Por las tardes, a eso de las cinco o seis, la pantalla se encendía, con una de vaqueros. En ese minuto, la realidad quedaba en pausa. Me refiero a todo lo que me rodeaba. Sentía que la verdadera vida estaba ausente, como diría Rimbaud. Ausente de mi casa. De mi familia, de mi calle. La verdadera vida estaba en ese Westinghouse. Hablo de la vida crucial, la única que merecía ser vivida. Estaba en el OK Corral, con Doc Hollyday, acribillando malandras, peores que él. Estaba en Misuri, con Jesse James, asaltando bancos, huyendo con el botín, sin un rasguño. Iba con Billy the Kid, mordiendo la bala, y los caza-recompensas, pisándonos la sombra. A qué seguir. Era el hechizo del Far West, sobre el coco de millones de chicos, incluidos los de Terra Ignota, como yo.
Pues bien, por alguna razón, o ironía del destino, medio siglo después, relacioné a estos pistoleros de Hollywood, con algunos muchachos del presente digital, con quienes me topo a diario. Pero esta vez, me vi en el lugar de los acribillados. Entonces, el script cambió.
Fue decisivo y terrible, a la vez. En cuanto logré verlos, quiero decir, calibrarlos (creo que eran tres o cuatro, en la mesa contigua, con sus Macs, de policarbonato, ya desenfundados), se me antojaron como unos pistoleros, pero venidos del futuro. Algo así. Matadores de la Era Informática (¡tan lejana de mi Pleistoceno natal!). Criaturas de un Big Bang binario, ocurrido hace nada. Esos muchachotes – me dije – son la antesala del Homo Deus, siguiendo el vaticinio de Harari; en consecuencia, son la precuela de una raza de inmortales. Es espeluznante, por donde se mire.
No tienen pinta de duros, como los forajidos de Dodge City o Tombstone. Ni de lejos. Por el contrario, todos, o casi todos ellos, se mueven, entre nosotros, con un aire pacífico y gentil, una máscara apacible y un andar macilento, de herbívoro superior. Aquí, en este punto, un detalle no menor: en su mirada existe, incluso, un no sé qué de ternura, algo distante, frío quizás, con una pizca de extrañeza o lástima, pero ternura al fin.

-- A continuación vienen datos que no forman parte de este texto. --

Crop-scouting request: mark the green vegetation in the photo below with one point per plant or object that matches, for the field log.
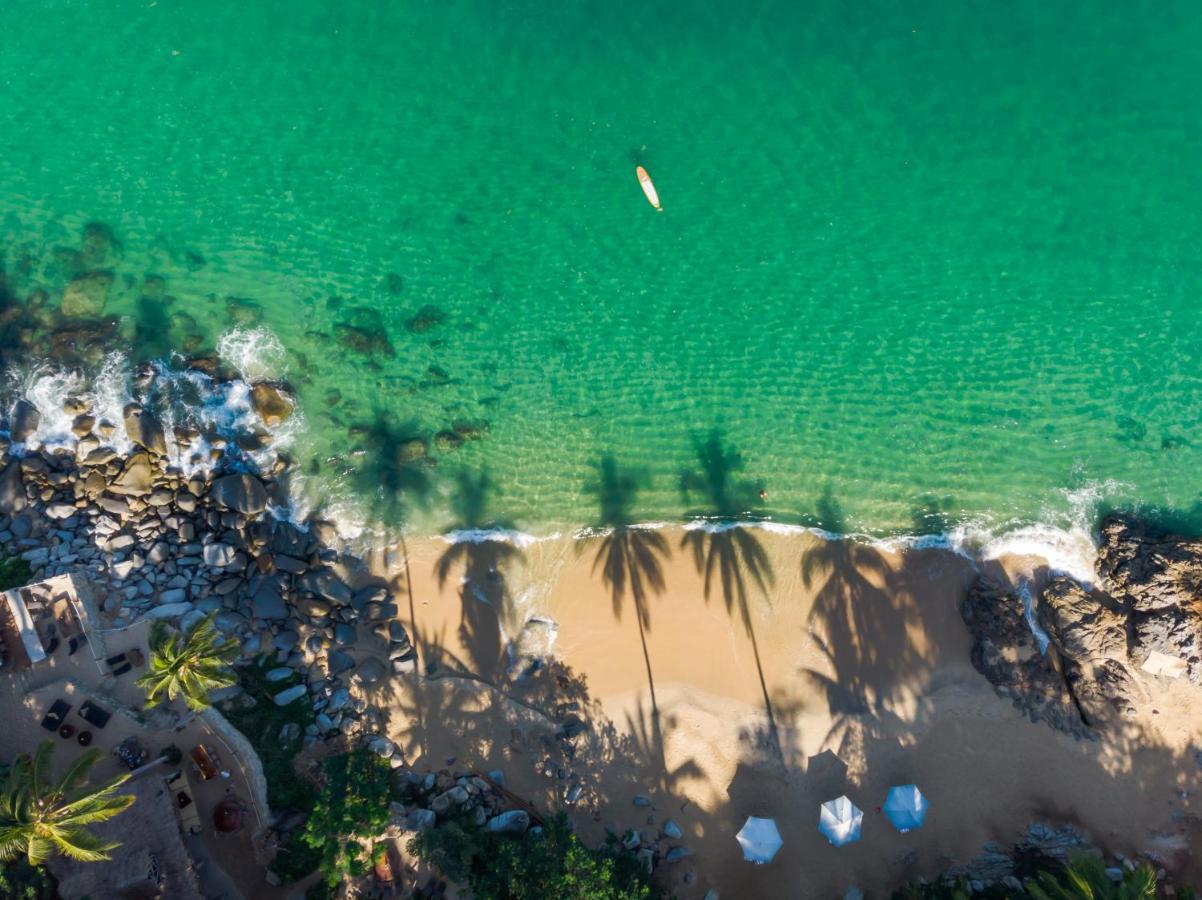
(40, 817)
(351, 810)
(22, 881)
(553, 865)
(262, 723)
(188, 666)
(15, 572)
(1084, 878)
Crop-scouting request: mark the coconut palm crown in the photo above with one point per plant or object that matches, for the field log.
(188, 666)
(1084, 877)
(40, 817)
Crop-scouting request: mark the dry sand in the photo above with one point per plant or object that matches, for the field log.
(863, 661)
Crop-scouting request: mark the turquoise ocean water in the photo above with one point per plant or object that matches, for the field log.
(924, 262)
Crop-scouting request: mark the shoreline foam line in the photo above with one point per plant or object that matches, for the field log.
(222, 410)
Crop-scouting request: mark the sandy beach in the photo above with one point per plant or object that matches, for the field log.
(846, 672)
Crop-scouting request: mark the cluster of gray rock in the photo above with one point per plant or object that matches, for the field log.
(465, 797)
(1104, 642)
(158, 542)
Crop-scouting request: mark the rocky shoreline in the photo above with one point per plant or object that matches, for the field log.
(155, 541)
(1142, 619)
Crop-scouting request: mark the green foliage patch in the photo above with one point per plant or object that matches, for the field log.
(552, 865)
(262, 723)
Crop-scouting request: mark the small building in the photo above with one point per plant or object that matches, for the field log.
(40, 619)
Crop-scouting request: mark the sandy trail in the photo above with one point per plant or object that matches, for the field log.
(848, 674)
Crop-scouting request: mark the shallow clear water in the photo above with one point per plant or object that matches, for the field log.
(936, 262)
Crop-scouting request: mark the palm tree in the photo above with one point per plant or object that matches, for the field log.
(189, 666)
(40, 817)
(1084, 878)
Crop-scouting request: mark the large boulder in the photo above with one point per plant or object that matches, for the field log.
(144, 429)
(512, 822)
(290, 695)
(327, 585)
(25, 419)
(1083, 625)
(241, 493)
(267, 602)
(12, 489)
(272, 403)
(1006, 653)
(87, 294)
(1176, 633)
(135, 478)
(370, 671)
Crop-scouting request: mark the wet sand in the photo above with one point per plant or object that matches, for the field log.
(849, 673)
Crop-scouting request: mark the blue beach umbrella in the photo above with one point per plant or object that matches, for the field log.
(760, 840)
(840, 821)
(905, 806)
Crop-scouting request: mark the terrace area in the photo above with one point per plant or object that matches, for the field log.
(79, 692)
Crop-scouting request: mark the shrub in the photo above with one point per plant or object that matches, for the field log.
(552, 865)
(351, 809)
(22, 881)
(15, 572)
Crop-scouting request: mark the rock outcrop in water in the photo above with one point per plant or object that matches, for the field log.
(164, 542)
(1104, 643)
(1159, 577)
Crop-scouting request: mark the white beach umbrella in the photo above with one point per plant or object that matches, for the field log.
(905, 806)
(760, 840)
(840, 821)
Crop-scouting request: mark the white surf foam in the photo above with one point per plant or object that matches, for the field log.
(255, 352)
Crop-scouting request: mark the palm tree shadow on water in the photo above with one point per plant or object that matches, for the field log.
(483, 592)
(631, 562)
(396, 478)
(726, 552)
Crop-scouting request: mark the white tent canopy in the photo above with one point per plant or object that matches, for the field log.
(760, 840)
(840, 821)
(905, 806)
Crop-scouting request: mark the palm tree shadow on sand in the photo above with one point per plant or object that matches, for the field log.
(486, 602)
(631, 564)
(867, 625)
(726, 552)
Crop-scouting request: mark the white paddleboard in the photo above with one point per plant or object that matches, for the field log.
(644, 182)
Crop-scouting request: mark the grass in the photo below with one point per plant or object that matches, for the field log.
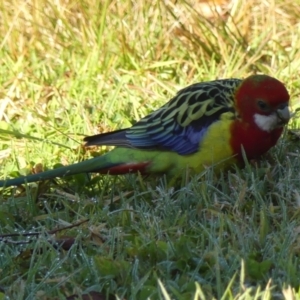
(74, 68)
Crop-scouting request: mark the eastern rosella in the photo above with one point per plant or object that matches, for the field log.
(205, 124)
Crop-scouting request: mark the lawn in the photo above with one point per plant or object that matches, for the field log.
(75, 68)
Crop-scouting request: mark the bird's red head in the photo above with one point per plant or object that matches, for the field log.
(262, 101)
(261, 104)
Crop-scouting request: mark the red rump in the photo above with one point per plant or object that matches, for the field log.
(127, 168)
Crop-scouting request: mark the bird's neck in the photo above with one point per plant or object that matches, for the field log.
(252, 139)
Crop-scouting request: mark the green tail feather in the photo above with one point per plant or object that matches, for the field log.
(90, 165)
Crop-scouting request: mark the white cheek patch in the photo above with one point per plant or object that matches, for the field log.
(266, 123)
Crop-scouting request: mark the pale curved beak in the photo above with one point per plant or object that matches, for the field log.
(283, 114)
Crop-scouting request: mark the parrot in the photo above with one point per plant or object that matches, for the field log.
(213, 124)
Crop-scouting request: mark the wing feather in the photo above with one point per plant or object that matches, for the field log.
(180, 124)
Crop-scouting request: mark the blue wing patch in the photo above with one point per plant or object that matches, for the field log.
(181, 124)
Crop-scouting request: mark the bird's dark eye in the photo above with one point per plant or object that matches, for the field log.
(262, 105)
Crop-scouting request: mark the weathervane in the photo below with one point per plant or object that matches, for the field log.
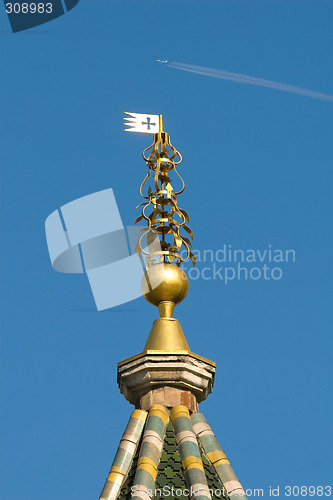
(164, 218)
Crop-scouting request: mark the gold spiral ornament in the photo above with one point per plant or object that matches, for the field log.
(167, 231)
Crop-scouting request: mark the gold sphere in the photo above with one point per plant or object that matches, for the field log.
(164, 282)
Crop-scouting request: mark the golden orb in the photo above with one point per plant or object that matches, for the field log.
(164, 282)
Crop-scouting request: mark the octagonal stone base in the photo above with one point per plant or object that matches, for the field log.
(166, 378)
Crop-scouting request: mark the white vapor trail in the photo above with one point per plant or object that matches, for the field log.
(251, 80)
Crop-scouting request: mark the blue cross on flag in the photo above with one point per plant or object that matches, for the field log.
(139, 122)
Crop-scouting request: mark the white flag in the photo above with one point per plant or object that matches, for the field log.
(142, 123)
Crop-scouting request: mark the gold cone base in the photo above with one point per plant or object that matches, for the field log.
(166, 335)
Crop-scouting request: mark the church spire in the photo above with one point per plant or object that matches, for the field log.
(167, 442)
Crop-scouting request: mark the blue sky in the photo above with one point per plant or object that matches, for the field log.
(258, 169)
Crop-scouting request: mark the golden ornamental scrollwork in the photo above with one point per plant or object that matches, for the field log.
(167, 230)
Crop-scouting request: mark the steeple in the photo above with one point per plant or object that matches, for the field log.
(166, 381)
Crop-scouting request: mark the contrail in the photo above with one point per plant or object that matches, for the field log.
(251, 80)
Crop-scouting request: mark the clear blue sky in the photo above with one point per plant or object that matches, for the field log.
(258, 170)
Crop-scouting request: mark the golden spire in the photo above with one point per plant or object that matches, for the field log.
(164, 283)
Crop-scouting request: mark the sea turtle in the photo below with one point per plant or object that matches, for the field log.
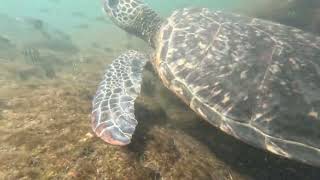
(256, 80)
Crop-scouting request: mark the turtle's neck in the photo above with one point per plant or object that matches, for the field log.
(147, 25)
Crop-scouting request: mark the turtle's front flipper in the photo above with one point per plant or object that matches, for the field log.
(113, 117)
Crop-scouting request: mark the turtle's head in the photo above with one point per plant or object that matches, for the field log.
(123, 12)
(134, 17)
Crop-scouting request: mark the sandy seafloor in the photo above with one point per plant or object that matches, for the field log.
(45, 131)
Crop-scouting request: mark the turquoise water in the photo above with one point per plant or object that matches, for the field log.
(52, 56)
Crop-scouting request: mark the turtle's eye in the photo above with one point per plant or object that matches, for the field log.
(113, 3)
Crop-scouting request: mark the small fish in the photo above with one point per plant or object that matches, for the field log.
(54, 1)
(107, 49)
(78, 14)
(44, 10)
(32, 56)
(95, 45)
(100, 18)
(82, 26)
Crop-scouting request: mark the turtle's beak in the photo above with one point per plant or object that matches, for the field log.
(106, 8)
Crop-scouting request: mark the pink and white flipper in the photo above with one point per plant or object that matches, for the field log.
(113, 117)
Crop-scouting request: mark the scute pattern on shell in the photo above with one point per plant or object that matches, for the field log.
(256, 80)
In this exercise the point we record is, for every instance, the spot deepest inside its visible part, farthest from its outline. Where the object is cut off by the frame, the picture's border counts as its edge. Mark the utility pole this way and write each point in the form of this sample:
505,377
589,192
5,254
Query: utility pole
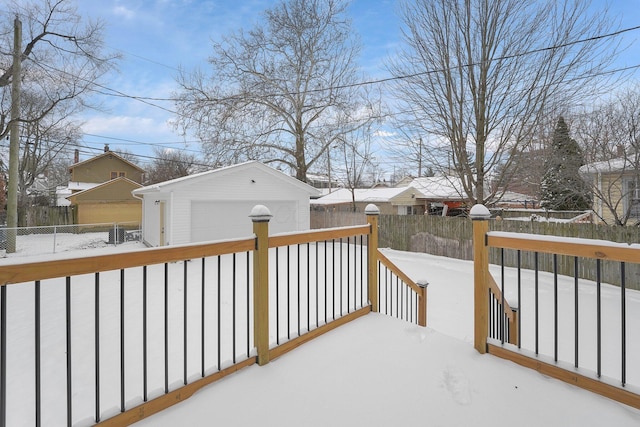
14,141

Sin embargo, este último detalle los vuelve – a ojos de mi especie, sobreviviente, a lo bestia, de la Era Analógica- más aterradores aún. No por lo que exudan, como he dicho, sino por lo que representan. Es lo que hay en ellos, bajo de esa apariencia de chicos buenos – y por Dios que pueden serlo, no digo que no -, puesto que son criaturas del porvenir, cien por cien. No tienen un solo átomo en el pasado. Viven en un futuro perpetuo. Comen y respiran futuro. Es más, para ellos – no pueden ocultarlo – todo pasado fue vergonzante. Rupestre. Intolerable. Pues bien, yo provengo de ese pasado – créanme que tiemblo al decirlo -, y más temprano que tarde, como todo neandertal, caeré en su cuenta.
Está escrito, por fuera son unos pimpollos. No portan un Colt ni nada semejante. Pero, ¡cuidado!, esto no quiere decir que vayan desarmados. Por el contrario. En el interior de esa inocente y hasta preescolar mochila, que siempre les cuelga de un hombro, portan su propio Peacemaker. Su Winchester digital.
Reitero, no tienen cara de fosa, al estilo Lee van Cleef o Ernest Borgnine. Sus rostros solo hablan de mansedumbre y, en ocasiones, de una peregrina turbación, como todavía anclados a una adolescencia, tal vez onanista, pero no violenta ni rencorosa. No vienen de ninguna guerra, de ningún Sename sobre la tierra, sino directo de sus habitaciones de púberes. Confortables. Herméticas. No obstante, debo insistir en este aviso, e insistiré hasta mi último pataleo: son temibles. Son implacables. Donde ponen el ojo…
Y hablando de ojos – reparemos, por vez postrera, en el espejo de sus almas -, te enfocan, mansamente, con cierta piedad – piedad digital, no cristiana, se entiende -, y en ese preciso instante, sencillamente, te eliminan de pantalla. Te borran. Te despachan. En ese teclado virtual, que es su corazón, los pistoleros digitales, en cuanto te enfocan (hablo por los últimos neandertales), con total tranquilidad y a sangre fría, sin dejar de sonreír, aprietan “supr”. Sin asco.